The following example shows how to invoke the Lambda function using the AWS CLI. The function output will be saved to a file named response.json
.
aws lambda invoke \
--function-name <function-name> \
--payload '{ "zone": "com" }' \
response.json
This is a React-based web application architected with the Next.js framework that allows users to perform similarity search across a dataset consisting of newly registered domain names by querying an index of vectors stored in an instance of the Weaviate vector database.

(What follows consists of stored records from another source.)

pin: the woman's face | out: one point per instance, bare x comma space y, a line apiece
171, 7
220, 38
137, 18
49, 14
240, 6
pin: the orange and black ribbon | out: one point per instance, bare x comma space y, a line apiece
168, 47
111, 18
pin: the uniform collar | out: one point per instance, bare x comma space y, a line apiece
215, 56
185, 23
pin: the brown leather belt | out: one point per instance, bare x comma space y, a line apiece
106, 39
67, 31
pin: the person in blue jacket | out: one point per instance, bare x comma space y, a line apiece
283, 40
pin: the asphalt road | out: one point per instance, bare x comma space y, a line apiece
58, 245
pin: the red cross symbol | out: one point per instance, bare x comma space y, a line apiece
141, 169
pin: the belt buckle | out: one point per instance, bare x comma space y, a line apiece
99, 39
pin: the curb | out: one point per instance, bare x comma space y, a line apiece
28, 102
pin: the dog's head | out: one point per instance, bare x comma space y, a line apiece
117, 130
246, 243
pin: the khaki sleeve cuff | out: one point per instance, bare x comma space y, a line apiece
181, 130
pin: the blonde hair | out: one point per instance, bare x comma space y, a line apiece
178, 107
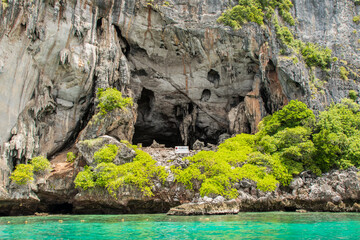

Install the Node dependencies by running npm install
from the web-app
directory. Run npm run dev
to start the local development server. By default the server is started on port 3000. Navigate to http://localhost:3000
to view the site in a web browser.
To create a file for storing environment variables used by the CDK application during deployment of the web application, change the current working directory to web-app/cdk
and run cp .env.example .env
.
📦web-app
┣ 📂cdk
┃ ┣ 📂bin
┃ ┃ ┗ 📜cdk.ts
┃ ┣ 📂lib
┃ ┃ ┗ 📜web-app-stack.ts
┃ ┣ 📜.env.example
┃ ┣ 📜.eslintrc.json
┃ ┣ 📜.gitignore
┃ ┣ 📜.npmignore
┃ ┣ 📜.prettierrc
┃ ┣ 📜cdk.context.json
┃ ┣ 📜cdk.json
┃ ┣ 📜jest.config.js
┃ ┣ 📜package-lock.json
┃ ┣ 📜package.json
┃ ┗ 📜tsconfig.json
┣ 📂nexjs-app
┃ ┣ 📂components
┃ ┃ ┣📜SearchForm.tsx
┃ ┃ ┗📜...
┃ ┣ 📂context
┃ ┃ ┗📜domainsContext.tsx
┃ ┣ 📂hooks
┃ ┃ ┗📜useDomainsObserver.tsx
┃ ┣ 📂pages
┃ ┃ ┣ 📜_app.tsx
┃ ┃ ┣ 📜_document.tsx
┃ ┃ ┗ 📜index.tsx
┃ ┣ 📂public
┃ ┃ ┣ 📜favicon.ico
┃ ┃ ┗ 📜robots.txt
┃ ┣ 📂styles
┃ ┃ ┗ 📜globals.css
┃ ┣ 📂types
┃ ┃ ┗ 📜index.ts
┃ ┣ 📜.eslintrc.json
┃ ┣ 📜.gitignore
┃ ┣ 📜.prettierrc.json
┃ ┣ 📜next-env.d.ts
┃ ┣ 📜next.config.js
┃ ┣ 📜package-lock.json
┃ ┣ 📜package.json
┃ ┣ 📜postcss.config.js
┃ ┣ 📜tailwind.config.js
┃ ┗ 📜tsconfig.json
The project is deployed via an AWS CDK application located in the web-app/cdk
directory. The CDK app takes care of bundling the project files using the standalone output build mode for deployment to Lambda. To deploy the application using the AWS CDK Toolkit, change the current working directory to web-app/cdk
and run cdk deploy NameRingersWebFrontendStack
.
The AWS Cloud Development Kit (CDK) is a framework for defining cloud infrastructure in code and provisioning it through AWS CloudFormation. This is an AWS CDK application that defines the cloud infrastructure required by the services contained in this repository.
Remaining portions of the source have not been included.